Le Pape Étienne VI se rendit si odieux par cette farce aussi horrible que folle,
que les amis de Formose ayant soulevé les citoyens, les chargèrent de fers, et
l'étranglèrent en prison.
La faction ennemie de cet Étienne fit repêcher le corps de Formose, et le fit
enterrer pontificalement une seconde fois.
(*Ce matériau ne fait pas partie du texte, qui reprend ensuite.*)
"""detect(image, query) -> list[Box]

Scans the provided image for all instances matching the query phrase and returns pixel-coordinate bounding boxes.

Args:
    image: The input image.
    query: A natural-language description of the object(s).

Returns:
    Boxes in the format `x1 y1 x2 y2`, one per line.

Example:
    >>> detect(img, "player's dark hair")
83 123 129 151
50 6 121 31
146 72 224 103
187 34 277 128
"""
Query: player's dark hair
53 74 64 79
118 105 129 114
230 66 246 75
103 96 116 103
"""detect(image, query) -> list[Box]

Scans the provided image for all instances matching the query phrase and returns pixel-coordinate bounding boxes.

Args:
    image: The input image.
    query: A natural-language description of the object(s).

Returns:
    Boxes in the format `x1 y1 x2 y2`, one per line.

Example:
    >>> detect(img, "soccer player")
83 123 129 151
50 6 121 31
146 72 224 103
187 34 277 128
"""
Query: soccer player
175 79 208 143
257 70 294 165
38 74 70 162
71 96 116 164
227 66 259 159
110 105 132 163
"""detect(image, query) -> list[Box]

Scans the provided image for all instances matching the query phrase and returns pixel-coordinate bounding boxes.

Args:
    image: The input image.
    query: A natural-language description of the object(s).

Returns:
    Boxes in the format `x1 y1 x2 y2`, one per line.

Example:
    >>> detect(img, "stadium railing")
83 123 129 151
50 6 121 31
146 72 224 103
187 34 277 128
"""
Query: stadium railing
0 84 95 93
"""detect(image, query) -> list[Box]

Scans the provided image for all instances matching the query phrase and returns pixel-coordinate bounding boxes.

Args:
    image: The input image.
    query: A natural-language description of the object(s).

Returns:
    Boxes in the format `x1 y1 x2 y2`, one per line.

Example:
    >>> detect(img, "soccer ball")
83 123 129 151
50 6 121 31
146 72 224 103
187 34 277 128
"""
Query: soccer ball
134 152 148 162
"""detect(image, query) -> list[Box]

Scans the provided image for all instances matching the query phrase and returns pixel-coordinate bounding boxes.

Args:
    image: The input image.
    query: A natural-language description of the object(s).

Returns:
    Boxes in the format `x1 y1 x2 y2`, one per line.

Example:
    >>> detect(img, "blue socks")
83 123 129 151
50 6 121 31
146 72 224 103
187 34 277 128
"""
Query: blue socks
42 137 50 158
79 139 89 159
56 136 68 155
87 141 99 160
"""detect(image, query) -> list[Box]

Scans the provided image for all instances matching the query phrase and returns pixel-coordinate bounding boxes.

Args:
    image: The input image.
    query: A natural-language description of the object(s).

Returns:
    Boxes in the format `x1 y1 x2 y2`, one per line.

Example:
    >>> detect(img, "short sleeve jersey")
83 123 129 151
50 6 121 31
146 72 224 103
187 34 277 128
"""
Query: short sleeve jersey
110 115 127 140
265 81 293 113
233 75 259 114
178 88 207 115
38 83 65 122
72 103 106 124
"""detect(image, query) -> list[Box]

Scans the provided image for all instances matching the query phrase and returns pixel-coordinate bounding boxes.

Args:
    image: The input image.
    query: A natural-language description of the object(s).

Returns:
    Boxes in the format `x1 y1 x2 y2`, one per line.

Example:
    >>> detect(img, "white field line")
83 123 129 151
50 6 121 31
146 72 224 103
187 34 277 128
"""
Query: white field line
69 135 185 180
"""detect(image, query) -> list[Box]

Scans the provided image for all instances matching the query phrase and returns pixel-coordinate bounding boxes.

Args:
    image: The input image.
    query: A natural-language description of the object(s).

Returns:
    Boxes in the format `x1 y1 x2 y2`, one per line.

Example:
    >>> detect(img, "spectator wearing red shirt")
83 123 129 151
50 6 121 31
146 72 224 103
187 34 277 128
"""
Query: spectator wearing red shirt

Cette querelle échauffait les esprits. Sergius III qui remplissait Rome de ses
brigues pour se faire Pape, fut exilé par son rival Jean IX ami de Formose; mais
reconnu Pape après la mort de Jean IX il fit jeter une seconde fois Formose dans
le Tibre. Dans ces troubles Théodora mère de Marozie qu'elle maria depuis au
Marquis de Toscane, et d'une autre Théodora, toutes trois, célèbres par leurs
galanteries, avait à Rome la principale autorité. Sergius n'avait été élu que
par les intrigues de Théodora la mère. Il eut étant Pape un fils de Marozie
qu'il éleva publiquement dans son Palais. Il ne paraît pas qu'il fût haï des
Romains, qui naturellement voluptueux suivaient ses exemples plus qu'ils ne les
blâmaient.
Après sa mort les deux soeurs Marozie et Théodora procurèrent la Chaire de Rome
à un de leurs favoris, nommé Landon, mais ce Landon étant mort, la jeune
Théodora fit élire Pape son Amant Jean X Évêque de Bologne, puis de Ravenne, et
enfin de Rome. On ne lui reprocha point comme à Formose, d'avoir changé
d'Évêché. Ces Papes condamnés par la postérité comme Évêques peu religieux,
n'étaient point d'indignes Princes. Il s'en faut beaucoup. Ce Jean X que l'amour
fit Pape, était un homme de génie et de courage; il fit ce que tous les Papes
ses prédécesseurs n'avaient pu faire; il chassa les Sarrasins de cette partie de
l'Italie nommée le "Garillan".
Pour réussir dans cette expédition, il eut l'adresse d'obtenir des troupes de
l'Empereur de Constantinople, quoique cet Empereur eût à se plaindre autant des
Romains rebelles que des Sarrasins. Il fit armer le Comte de Capoue. Il obtint
des milices de Toscane, et marcha lui-même à la tête de cette armée, menant avec
lui un jeune fils de Marozie et du Marquis Adelbert: ayant chassé les Mahométans
du voisinage de Rome, il voulait aussi délivrer l'Italie des Allemands et des
autres étrangers.
L'Italie était envahie presqu'à la fois par les Bérengers, par un Roi de
Bourgogne, par un Roi d'Arles. Il les empêcha tous de dominer dans Rome. Mais au
bout de quelques années Guido, frère utérin de Hugo Roi d'Arles, Tyran de
l'Italie, ayant épousé Marozie toute puissante à Rome, cette même Marozie
conspira contre le Pape si longtemps Amant de sa soeur. Il fut surpris, mis aux
fers, et étouffé entre deux matelas.
Marozie, maîtresse de Rome, fit élire Pape un nommé Léon, qu'elle fit mourir en
prison au bout de quelques mois. Ensuite ayant donné le siège de Rome à un homme
obscur, qui ne vécut que deux ans, elle mit enfin sur la Chaire Pontificale Jean
XI son propre fils, qu'elle avait eu de son adultère avec Sergius III.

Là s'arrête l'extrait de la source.